Even more disturbing finding was recently reported in a study led by Oregon Health & Science University professor, David Pollack, that revealed that 246 preschool children under the age of 5, who were enrolled in the state-sponsored Medicaid program, were receiving antipsychotic or antidepressant medications.
The review of Medicaid records, reported in the April 2006, Oregon Health News, found that 41% of the preschoolers were prescribed psychiatric drugs for ADD.
Experts say the prospect of children under 5, receiving psychiatric drugs intended for adults is alarming. Also alarming was the finding that about 50% the prescriptions were written by primary care providers and not psychiatrists.
An equally disturbing report was published in the April 25, 2005, Columbus Dispatch on an investigation of state Medicaid records that found 18 babies ranging from newborn to 3 years-old in Ohio had been prescribed antipsychotic drugs in July 2004.
In another analysis of privately insured children, by the pharmacy benefit manager, Medco Health Solutions, conducted for USA Today, the rate of children, 19 and under, with at least one atypical prescription had increased 80% in the four years from 2001 to 2005. This analysis did not include any children covered by government programs like Medicaid.

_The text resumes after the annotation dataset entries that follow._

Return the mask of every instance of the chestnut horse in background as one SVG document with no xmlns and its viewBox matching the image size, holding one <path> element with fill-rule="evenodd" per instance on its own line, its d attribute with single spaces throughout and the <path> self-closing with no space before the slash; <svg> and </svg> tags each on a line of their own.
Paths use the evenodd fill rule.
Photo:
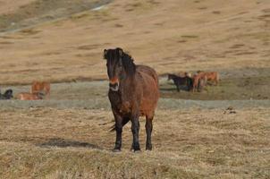
<svg viewBox="0 0 270 179">
<path fill-rule="evenodd" d="M 204 87 L 207 85 L 207 77 L 205 73 L 199 72 L 194 74 L 193 81 L 192 81 L 192 85 L 193 85 L 192 91 L 194 92 L 195 90 L 196 91 L 202 90 Z"/>
<path fill-rule="evenodd" d="M 184 77 L 181 77 L 175 74 L 168 74 L 168 81 L 173 80 L 174 85 L 176 86 L 177 91 L 180 92 L 180 86 L 187 86 L 188 90 L 190 90 L 192 87 L 192 78 L 187 75 L 185 72 Z"/>
<path fill-rule="evenodd" d="M 122 127 L 129 121 L 131 122 L 133 134 L 131 149 L 140 150 L 139 116 L 146 116 L 146 149 L 151 150 L 152 121 L 159 98 L 156 72 L 148 66 L 136 65 L 132 57 L 122 48 L 105 49 L 104 58 L 110 81 L 108 97 L 115 121 L 114 151 L 121 150 Z"/>
<path fill-rule="evenodd" d="M 30 93 L 30 92 L 21 92 L 19 93 L 16 97 L 19 100 L 38 100 L 43 98 L 43 93 Z"/>
<path fill-rule="evenodd" d="M 219 73 L 217 72 L 199 72 L 198 74 L 206 75 L 207 78 L 207 81 L 213 81 L 215 85 L 217 85 L 219 81 Z"/>
<path fill-rule="evenodd" d="M 46 81 L 34 81 L 32 83 L 31 93 L 45 91 L 46 96 L 50 96 L 51 85 Z"/>
</svg>

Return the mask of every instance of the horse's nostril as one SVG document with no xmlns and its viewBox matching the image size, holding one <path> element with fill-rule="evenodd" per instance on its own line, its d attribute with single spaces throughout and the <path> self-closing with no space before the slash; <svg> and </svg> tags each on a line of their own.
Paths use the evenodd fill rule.
<svg viewBox="0 0 270 179">
<path fill-rule="evenodd" d="M 110 87 L 114 88 L 114 87 L 117 87 L 117 86 L 118 86 L 118 83 L 114 83 L 114 84 L 110 83 L 109 85 L 110 85 Z"/>
<path fill-rule="evenodd" d="M 114 90 L 114 91 L 117 91 L 118 90 L 118 89 L 119 89 L 119 83 L 117 82 L 117 83 L 110 83 L 109 84 L 109 87 L 110 87 L 110 89 L 112 90 Z"/>
</svg>

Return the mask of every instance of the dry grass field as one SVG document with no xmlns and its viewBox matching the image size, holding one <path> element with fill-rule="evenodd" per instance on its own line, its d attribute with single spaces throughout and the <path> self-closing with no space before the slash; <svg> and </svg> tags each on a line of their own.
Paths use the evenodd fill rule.
<svg viewBox="0 0 270 179">
<path fill-rule="evenodd" d="M 36 2 L 38 9 L 53 6 L 42 5 L 52 1 Z M 75 1 L 64 2 L 64 7 L 71 9 L 68 3 Z M 30 83 L 37 78 L 103 79 L 103 49 L 114 47 L 122 47 L 136 63 L 148 64 L 159 74 L 213 69 L 269 72 L 268 0 L 116 0 L 99 11 L 56 21 L 55 12 L 68 12 L 59 7 L 64 3 L 59 4 L 55 11 L 45 9 L 43 13 L 34 11 L 33 3 L 24 4 L 8 16 L 13 20 L 21 13 L 31 14 L 21 22 L 14 19 L 15 32 L 0 35 L 0 83 Z M 6 16 L 0 16 L 0 24 Z M 43 16 L 52 21 L 43 22 Z M 38 20 L 43 23 L 28 28 L 28 21 Z M 13 30 L 13 22 L 2 30 Z"/>
<path fill-rule="evenodd" d="M 153 151 L 121 153 L 103 49 L 160 75 Z M 269 0 L 0 0 L 0 89 L 52 84 L 40 101 L 0 101 L 0 178 L 270 178 Z M 217 71 L 203 92 L 166 73 Z"/>
<path fill-rule="evenodd" d="M 107 110 L 1 110 L 1 178 L 269 178 L 269 108 L 158 110 L 154 150 L 111 151 Z M 145 145 L 144 120 L 140 143 Z"/>
</svg>

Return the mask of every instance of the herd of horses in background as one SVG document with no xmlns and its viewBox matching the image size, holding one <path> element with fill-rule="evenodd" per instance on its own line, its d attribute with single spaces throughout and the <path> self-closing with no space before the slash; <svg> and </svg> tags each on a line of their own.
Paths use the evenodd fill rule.
<svg viewBox="0 0 270 179">
<path fill-rule="evenodd" d="M 173 80 L 176 86 L 177 91 L 184 87 L 188 91 L 202 91 L 207 83 L 217 85 L 220 79 L 217 72 L 198 71 L 192 75 L 190 72 L 184 72 L 182 76 L 176 74 L 168 74 L 168 81 Z"/>
<path fill-rule="evenodd" d="M 30 92 L 21 92 L 15 98 L 19 100 L 38 100 L 49 98 L 50 83 L 46 81 L 34 81 L 31 85 Z M 4 94 L 0 92 L 0 99 L 11 99 L 13 98 L 13 90 L 7 90 Z"/>
<path fill-rule="evenodd" d="M 109 78 L 108 98 L 114 116 L 115 124 L 112 131 L 116 132 L 114 151 L 121 151 L 122 127 L 131 122 L 133 151 L 140 150 L 139 131 L 139 116 L 146 117 L 147 142 L 146 149 L 152 149 L 151 134 L 152 121 L 159 98 L 159 82 L 156 71 L 146 65 L 137 65 L 133 58 L 122 48 L 105 49 L 104 59 L 106 61 L 107 75 Z M 200 91 L 207 81 L 215 85 L 219 81 L 216 72 L 197 72 L 196 74 L 185 72 L 183 76 L 168 74 L 168 80 L 173 80 L 180 91 L 181 86 L 189 91 Z M 30 92 L 21 92 L 15 98 L 20 100 L 37 100 L 50 96 L 50 83 L 34 81 Z M 0 99 L 10 99 L 13 90 L 0 92 Z"/>
</svg>

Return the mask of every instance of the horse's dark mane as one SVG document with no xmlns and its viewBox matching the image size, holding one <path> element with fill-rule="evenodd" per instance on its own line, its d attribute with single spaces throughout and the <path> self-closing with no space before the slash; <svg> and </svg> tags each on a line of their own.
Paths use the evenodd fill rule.
<svg viewBox="0 0 270 179">
<path fill-rule="evenodd" d="M 113 62 L 114 64 L 119 63 L 119 60 L 122 59 L 122 64 L 124 71 L 129 76 L 134 76 L 136 72 L 136 64 L 134 64 L 133 58 L 120 47 L 115 49 L 108 49 L 107 52 L 104 55 L 104 58 Z"/>
<path fill-rule="evenodd" d="M 122 63 L 127 74 L 130 76 L 134 76 L 136 72 L 136 64 L 134 64 L 133 58 L 130 55 L 123 52 Z"/>
</svg>

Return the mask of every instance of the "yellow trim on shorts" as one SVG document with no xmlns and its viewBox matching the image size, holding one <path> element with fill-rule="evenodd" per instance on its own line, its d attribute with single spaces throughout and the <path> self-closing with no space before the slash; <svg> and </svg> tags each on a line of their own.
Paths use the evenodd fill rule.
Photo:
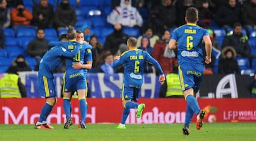
<svg viewBox="0 0 256 141">
<path fill-rule="evenodd" d="M 47 82 L 47 78 L 43 76 L 43 85 L 45 86 L 45 97 L 49 97 L 49 86 Z"/>
<path fill-rule="evenodd" d="M 179 70 L 179 80 L 181 81 L 181 89 L 182 91 L 184 91 L 185 90 L 184 80 L 183 79 L 183 73 L 182 73 L 182 71 L 181 69 L 181 66 L 180 65 L 179 65 L 179 66 L 178 66 L 178 70 Z"/>
</svg>

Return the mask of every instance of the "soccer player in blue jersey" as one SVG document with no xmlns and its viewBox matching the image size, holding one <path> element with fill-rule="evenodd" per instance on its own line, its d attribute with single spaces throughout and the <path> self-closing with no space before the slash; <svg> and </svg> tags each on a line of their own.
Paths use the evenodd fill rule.
<svg viewBox="0 0 256 141">
<path fill-rule="evenodd" d="M 196 94 L 200 87 L 203 74 L 203 62 L 211 62 L 211 42 L 207 30 L 197 26 L 198 21 L 198 12 L 196 8 L 188 8 L 186 12 L 186 24 L 173 32 L 169 42 L 169 48 L 177 47 L 179 60 L 179 76 L 181 88 L 187 103 L 186 111 L 184 126 L 182 129 L 184 135 L 189 135 L 189 124 L 194 114 L 197 115 L 197 129 L 202 126 L 205 111 L 200 110 L 195 99 Z M 207 56 L 203 55 L 202 44 L 205 44 Z"/>
<path fill-rule="evenodd" d="M 69 34 L 69 33 L 68 33 Z M 77 39 L 83 39 L 83 33 L 78 31 L 76 35 Z M 70 39 L 69 44 L 69 50 L 74 49 L 74 43 L 75 38 Z M 86 77 L 87 69 L 92 66 L 92 47 L 86 43 L 80 46 L 79 54 L 72 59 L 66 59 L 66 72 L 64 77 L 63 107 L 66 115 L 66 122 L 64 128 L 69 129 L 72 125 L 70 113 L 70 97 L 72 92 L 77 91 L 79 101 L 79 108 L 81 115 L 81 121 L 79 129 L 85 129 L 85 118 L 87 112 L 86 101 L 86 91 L 87 90 Z"/>
<path fill-rule="evenodd" d="M 77 46 L 80 46 L 80 44 L 77 44 Z M 49 50 L 40 60 L 37 84 L 40 95 L 45 97 L 46 102 L 43 107 L 38 122 L 35 125 L 35 129 L 54 128 L 46 123 L 46 118 L 57 102 L 53 72 L 62 61 L 63 58 L 74 57 L 79 51 L 79 47 L 75 47 L 71 52 L 67 50 L 67 47 L 55 46 Z"/>
<path fill-rule="evenodd" d="M 130 108 L 137 108 L 136 118 L 139 118 L 145 107 L 144 103 L 139 104 L 138 94 L 143 83 L 144 64 L 146 62 L 151 63 L 160 72 L 159 82 L 165 79 L 162 68 L 158 62 L 149 54 L 137 48 L 137 39 L 129 38 L 127 41 L 129 50 L 121 56 L 116 56 L 113 67 L 117 68 L 122 64 L 124 66 L 124 80 L 122 87 L 121 100 L 124 106 L 121 123 L 117 129 L 126 129 L 126 121 L 130 113 Z"/>
</svg>

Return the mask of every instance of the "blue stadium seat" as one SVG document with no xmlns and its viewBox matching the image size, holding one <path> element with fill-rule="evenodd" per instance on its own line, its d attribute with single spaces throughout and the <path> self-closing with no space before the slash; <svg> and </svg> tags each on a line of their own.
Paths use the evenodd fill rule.
<svg viewBox="0 0 256 141">
<path fill-rule="evenodd" d="M 136 28 L 126 28 L 124 29 L 124 33 L 128 34 L 130 37 L 137 38 L 140 35 L 140 31 Z"/>
<path fill-rule="evenodd" d="M 7 48 L 6 49 L 9 58 L 14 58 L 19 55 L 24 54 L 25 50 L 21 49 Z"/>
<path fill-rule="evenodd" d="M 48 37 L 46 36 L 45 38 L 45 39 L 48 40 L 49 41 L 54 41 L 54 42 L 58 42 L 59 41 L 59 38 L 58 37 Z"/>
<path fill-rule="evenodd" d="M 33 0 L 23 0 L 23 5 L 33 6 L 34 5 Z"/>
<path fill-rule="evenodd" d="M 254 75 L 254 69 L 246 69 L 246 70 L 241 70 L 241 75 L 250 75 L 252 76 Z"/>
<path fill-rule="evenodd" d="M 5 49 L 0 49 L 0 57 L 7 57 L 7 54 Z"/>
<path fill-rule="evenodd" d="M 28 43 L 33 39 L 34 38 L 32 37 L 20 37 L 19 38 L 18 40 L 20 43 L 20 47 L 23 49 L 23 50 L 26 50 Z"/>
<path fill-rule="evenodd" d="M 35 70 L 35 67 L 36 65 L 36 60 L 31 57 L 26 57 L 25 58 L 25 60 L 28 62 L 28 65 L 30 66 L 30 68 Z"/>
<path fill-rule="evenodd" d="M 108 35 L 110 34 L 114 31 L 114 28 L 103 28 L 101 30 L 101 34 L 100 37 L 106 37 Z"/>
<path fill-rule="evenodd" d="M 213 30 L 213 31 L 216 37 L 224 37 L 226 36 L 226 31 L 225 30 L 224 30 L 223 28 L 215 29 Z"/>
<path fill-rule="evenodd" d="M 104 28 L 106 19 L 101 17 L 90 17 L 89 19 L 92 21 L 93 28 Z"/>
<path fill-rule="evenodd" d="M 147 20 L 148 18 L 148 10 L 145 8 L 138 8 L 137 9 L 139 13 L 142 17 L 143 20 Z"/>
<path fill-rule="evenodd" d="M 75 9 L 75 15 L 77 15 L 77 20 L 83 19 L 85 17 L 85 11 L 82 9 Z"/>
<path fill-rule="evenodd" d="M 91 10 L 92 10 L 92 12 L 95 11 L 94 13 L 92 12 L 92 14 L 91 14 L 93 15 L 93 16 L 98 16 L 99 15 L 98 11 L 99 10 L 100 11 L 100 9 L 96 6 L 83 6 L 83 7 L 80 7 L 79 9 L 83 11 L 85 18 L 88 18 L 92 16 L 89 15 L 89 12 Z M 101 12 L 100 12 L 100 15 L 101 15 Z"/>
<path fill-rule="evenodd" d="M 61 0 L 58 0 L 58 6 L 59 6 L 61 2 Z M 77 0 L 69 0 L 69 4 L 75 8 L 77 7 Z"/>
<path fill-rule="evenodd" d="M 100 36 L 100 35 L 101 34 L 102 28 L 91 28 L 90 30 L 91 30 L 91 33 L 92 34 L 96 34 L 98 37 Z"/>
<path fill-rule="evenodd" d="M 5 46 L 20 46 L 19 39 L 13 37 L 6 38 Z"/>
<path fill-rule="evenodd" d="M 79 6 L 80 7 L 84 7 L 84 6 L 95 6 L 98 7 L 99 4 L 98 3 L 97 1 L 80 1 L 79 2 Z"/>
<path fill-rule="evenodd" d="M 248 58 L 244 57 L 237 57 L 238 65 L 239 66 L 240 70 L 248 70 L 250 69 L 250 63 Z"/>
<path fill-rule="evenodd" d="M 17 38 L 20 37 L 33 37 L 35 38 L 35 31 L 33 28 L 19 28 L 17 30 Z"/>
<path fill-rule="evenodd" d="M 15 37 L 14 30 L 12 28 L 5 28 L 4 30 L 4 34 L 6 37 Z"/>
<path fill-rule="evenodd" d="M 106 17 L 112 11 L 111 7 L 103 7 L 100 9 L 102 12 L 102 15 Z"/>
<path fill-rule="evenodd" d="M 62 34 L 67 34 L 67 29 L 60 29 L 58 32 L 59 36 Z"/>
<path fill-rule="evenodd" d="M 256 58 L 252 59 L 252 68 L 254 70 L 256 69 Z"/>
<path fill-rule="evenodd" d="M 54 28 L 45 28 L 45 37 L 56 37 L 58 38 L 57 32 Z"/>
<path fill-rule="evenodd" d="M 12 62 L 14 58 L 0 58 L 0 68 L 2 66 L 9 66 L 12 65 Z"/>
<path fill-rule="evenodd" d="M 215 74 L 218 74 L 218 66 L 219 65 L 219 58 L 216 58 L 215 62 L 214 63 L 214 66 L 213 68 L 213 72 Z"/>
<path fill-rule="evenodd" d="M 77 23 L 75 25 L 75 28 L 79 29 L 82 30 L 81 28 L 85 25 L 87 25 L 90 27 L 92 27 L 92 22 L 90 19 L 88 18 L 80 18 L 78 19 Z"/>
<path fill-rule="evenodd" d="M 101 42 L 103 45 L 105 44 L 106 37 L 99 37 L 98 38 L 98 42 Z"/>
<path fill-rule="evenodd" d="M 9 66 L 1 66 L 0 65 L 0 73 L 4 73 L 8 69 Z"/>
<path fill-rule="evenodd" d="M 256 30 L 252 30 L 250 31 L 250 38 L 256 38 Z"/>
</svg>

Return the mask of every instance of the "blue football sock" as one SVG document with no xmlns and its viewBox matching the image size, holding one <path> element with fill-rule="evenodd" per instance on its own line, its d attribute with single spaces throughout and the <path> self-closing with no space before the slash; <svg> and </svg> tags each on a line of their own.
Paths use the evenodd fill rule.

The study noted that atypical use among girls was much greater than with boys. The number of girls taking the drugs grew 103% from 2001 to 2005, compared to a 61% increase with boys.
The rate of children treated with atypicals "is growing dramatically faster than the rate for adults," said Robert Epstein, chief medical officer for Medco, in a press release.
"Doctors need to be judicious when prescribing antipsychotic drugs to children," Epstein warned. "There is evidence that the risk of diabetes and metabolic disorders from using atypical antipsychotics could be much more severe for pediatric patients than adults," he said.
"The use of these drugs," Dr Epstein warned, "can have the pediatric patient trading a behavioral condition for a lifelong metabolic condition that can lead to significant health complications."
Critics say the increased use of atypicals with children is most troubling because the dangers associated with the drugs, in adults and children, has been evident in the scientific literature since before they came on the market.
In the book, Mad In America, award winning author, Robert Whitaker, reports that one out of every 145 subjects who entered clinical trials for Zyprexa, Risperdal, Seroquel, and Serdolect died. By using the Freedom of Information Act to gain access to FDA data on the drug trials for the atypicals he determined:
(1) One in every 145 patients died but the deaths were not mentioned in the scientific literature.
(2) The trials were structured to favor the atypicals and most of the reports were discounted by the FDA as being biased.
(3) One in every thirty-five patients in Risperdal trials experienced a serious adverse event, defined by the FDA as a life threatening or one that required hospitalization.